L'ONU déploie des forces de police dans le cadre de ses opérations de paix depuis les années  60. En effet, en 1960, un contingent de 30 policiers originaires du Ghana était déployé pour soutenir l’Opération des Nations Unies au Congo, autorisée par la Resolution 143 (1960)  du Conseil de sécurité.  Depuis cette date, la Police des Nations Unies a  été de plus en plus sollicitée, et ses interventions ont connu une augmentation spectaculaire au cours des 15 dernières années. En 1994, on comptait seulement 1.677 policiers des Nations Unies déployés dans le monde, contre 14 333 en décembre 2011, dans le cadre de 12 opérations de maintien de la paix et de 6 missions politiques spéciales.  Au fil du temps, les taches confiées à la police des Nations Unies sont devenues de plus en plus complexes. Traditionnellement, les composantes de police de ses opérations avaient seulement pour but de surveiller, d'observer et de faire un rapport. À partir du début des années 90, la police a également été chargée d'un rôle consultatif et de tâches d'accompagnement et de formation, notamment afin de permettre aux opérations de maintien de la paix de jouer un rôle de mécanisme correctif auprès de la police et des autres services nationaux chargés de l'application des lois. Les missions qui sont de nos jours confiées à la Police des Nations Unies lui demandent d’aider les États hôtes et les autres partenaires à reconstruire et à réformer leur police nationale et leurs autres institutions de maintien de l’ordre, ainsi que de fournir une assistance  opérationnelle couvrant tout le spectre des tâches incombant à la police. Cette exigence accrue, aussi bien dans l’échelle que dans la complexité des tâches, a inévitablement modifié du tout au tout la physionomie de la Police des Nations Unies.  Le besoin d'aider à la mise en œuvre des mandats du Conseil de sécurité a considérablement augmenté.
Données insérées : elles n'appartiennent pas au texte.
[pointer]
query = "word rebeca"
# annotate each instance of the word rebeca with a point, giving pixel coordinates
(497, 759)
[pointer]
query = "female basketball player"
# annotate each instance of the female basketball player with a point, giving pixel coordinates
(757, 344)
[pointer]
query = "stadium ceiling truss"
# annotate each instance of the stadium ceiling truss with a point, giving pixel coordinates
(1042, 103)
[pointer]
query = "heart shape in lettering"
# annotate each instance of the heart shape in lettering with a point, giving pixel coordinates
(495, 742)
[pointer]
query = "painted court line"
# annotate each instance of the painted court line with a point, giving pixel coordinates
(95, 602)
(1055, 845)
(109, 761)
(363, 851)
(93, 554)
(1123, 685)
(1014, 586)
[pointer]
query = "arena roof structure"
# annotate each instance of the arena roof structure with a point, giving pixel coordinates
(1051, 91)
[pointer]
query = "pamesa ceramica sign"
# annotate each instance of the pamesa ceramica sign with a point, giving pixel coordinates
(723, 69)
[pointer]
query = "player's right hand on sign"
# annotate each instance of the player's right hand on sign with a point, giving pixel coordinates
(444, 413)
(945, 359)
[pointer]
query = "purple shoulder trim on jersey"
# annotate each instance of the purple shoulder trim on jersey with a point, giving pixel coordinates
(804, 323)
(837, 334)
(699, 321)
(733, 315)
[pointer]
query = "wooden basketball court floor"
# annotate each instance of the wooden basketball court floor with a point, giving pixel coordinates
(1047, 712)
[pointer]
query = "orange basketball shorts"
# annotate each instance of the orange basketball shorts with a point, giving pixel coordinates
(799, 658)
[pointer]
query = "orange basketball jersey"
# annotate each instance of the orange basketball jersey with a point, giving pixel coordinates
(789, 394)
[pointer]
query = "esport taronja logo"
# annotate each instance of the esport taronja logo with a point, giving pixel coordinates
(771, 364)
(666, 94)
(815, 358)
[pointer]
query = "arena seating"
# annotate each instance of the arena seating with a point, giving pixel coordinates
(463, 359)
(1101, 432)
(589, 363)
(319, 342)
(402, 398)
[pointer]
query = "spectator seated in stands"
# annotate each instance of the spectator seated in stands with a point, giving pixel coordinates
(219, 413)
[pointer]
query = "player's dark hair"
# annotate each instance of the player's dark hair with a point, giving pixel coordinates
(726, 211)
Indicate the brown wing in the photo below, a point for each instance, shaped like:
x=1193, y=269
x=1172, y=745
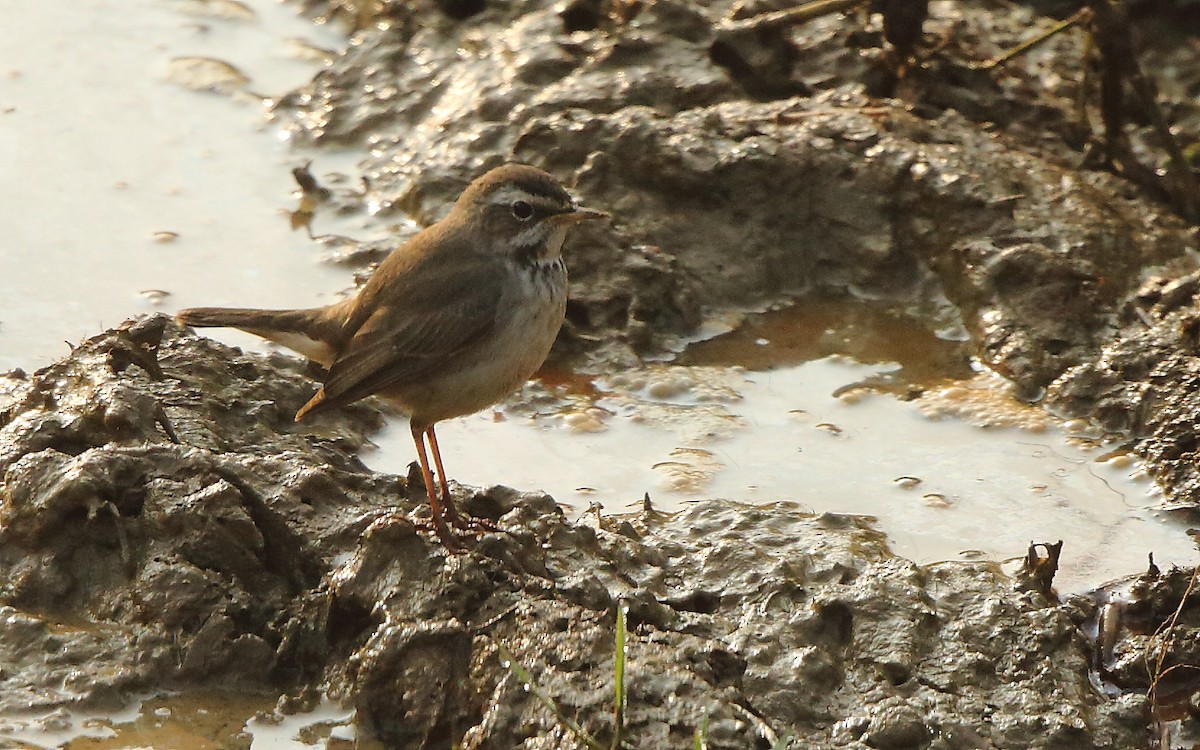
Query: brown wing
x=414, y=331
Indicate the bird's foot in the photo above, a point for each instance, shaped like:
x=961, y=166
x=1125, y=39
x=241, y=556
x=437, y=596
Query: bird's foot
x=451, y=541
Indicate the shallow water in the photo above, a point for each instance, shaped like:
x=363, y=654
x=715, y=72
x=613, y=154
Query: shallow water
x=198, y=720
x=123, y=190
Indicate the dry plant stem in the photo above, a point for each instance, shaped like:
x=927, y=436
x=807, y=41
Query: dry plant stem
x=1081, y=15
x=789, y=17
x=1111, y=31
x=1168, y=630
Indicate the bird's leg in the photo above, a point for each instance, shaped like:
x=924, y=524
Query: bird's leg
x=447, y=499
x=453, y=515
x=439, y=525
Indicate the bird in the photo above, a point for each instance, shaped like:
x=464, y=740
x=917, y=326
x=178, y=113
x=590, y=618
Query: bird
x=449, y=323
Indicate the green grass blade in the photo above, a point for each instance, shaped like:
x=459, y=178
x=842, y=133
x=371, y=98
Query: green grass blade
x=522, y=673
x=619, y=676
x=702, y=732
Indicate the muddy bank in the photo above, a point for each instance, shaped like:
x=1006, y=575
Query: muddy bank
x=165, y=525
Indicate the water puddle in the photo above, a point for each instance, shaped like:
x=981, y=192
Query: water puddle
x=947, y=461
x=196, y=720
x=126, y=189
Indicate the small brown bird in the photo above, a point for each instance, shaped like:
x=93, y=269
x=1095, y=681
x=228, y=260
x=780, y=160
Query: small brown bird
x=450, y=323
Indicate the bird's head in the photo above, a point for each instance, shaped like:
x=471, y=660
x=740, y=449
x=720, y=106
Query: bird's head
x=523, y=210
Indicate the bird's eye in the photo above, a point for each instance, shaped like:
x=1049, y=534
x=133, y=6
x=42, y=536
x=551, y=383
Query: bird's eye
x=522, y=210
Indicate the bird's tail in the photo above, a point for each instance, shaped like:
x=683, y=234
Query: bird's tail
x=310, y=333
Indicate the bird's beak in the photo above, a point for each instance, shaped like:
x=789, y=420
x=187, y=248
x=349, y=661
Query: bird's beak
x=579, y=215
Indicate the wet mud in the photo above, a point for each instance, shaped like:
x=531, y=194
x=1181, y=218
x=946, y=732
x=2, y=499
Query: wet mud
x=165, y=523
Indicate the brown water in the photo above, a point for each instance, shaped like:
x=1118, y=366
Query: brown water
x=906, y=430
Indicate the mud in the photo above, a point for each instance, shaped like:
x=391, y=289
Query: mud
x=165, y=523
x=167, y=526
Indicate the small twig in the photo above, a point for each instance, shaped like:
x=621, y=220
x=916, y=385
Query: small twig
x=1081, y=15
x=787, y=17
x=1168, y=631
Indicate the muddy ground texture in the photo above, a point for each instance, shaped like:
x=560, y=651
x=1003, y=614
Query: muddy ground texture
x=165, y=523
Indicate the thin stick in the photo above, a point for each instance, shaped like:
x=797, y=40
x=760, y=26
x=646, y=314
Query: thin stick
x=1080, y=16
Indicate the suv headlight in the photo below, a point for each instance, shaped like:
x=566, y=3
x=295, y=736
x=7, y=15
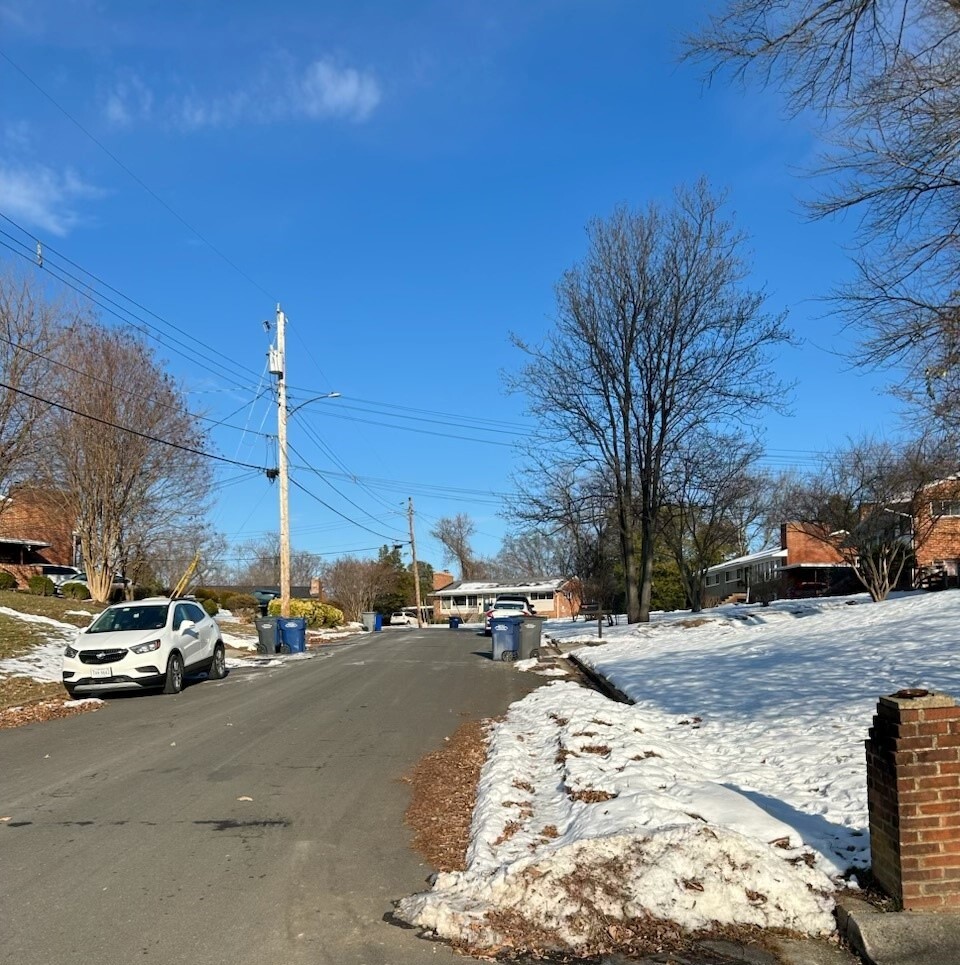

Le nombre d'agents de police autorisés à se déployer dans des opérations de maintien de la paix et des missions politiques spéciales est passé de 5 840 en 1995 à plus de 17 500 en 2010. Contrairement au personnel militaire, la police civile travaille et vit habituellement dans la communauté locale, bien souvent logeant dans une famille; elle est donc de bien des façons les yeux et les oreilles de l'opération de maintien de la paix.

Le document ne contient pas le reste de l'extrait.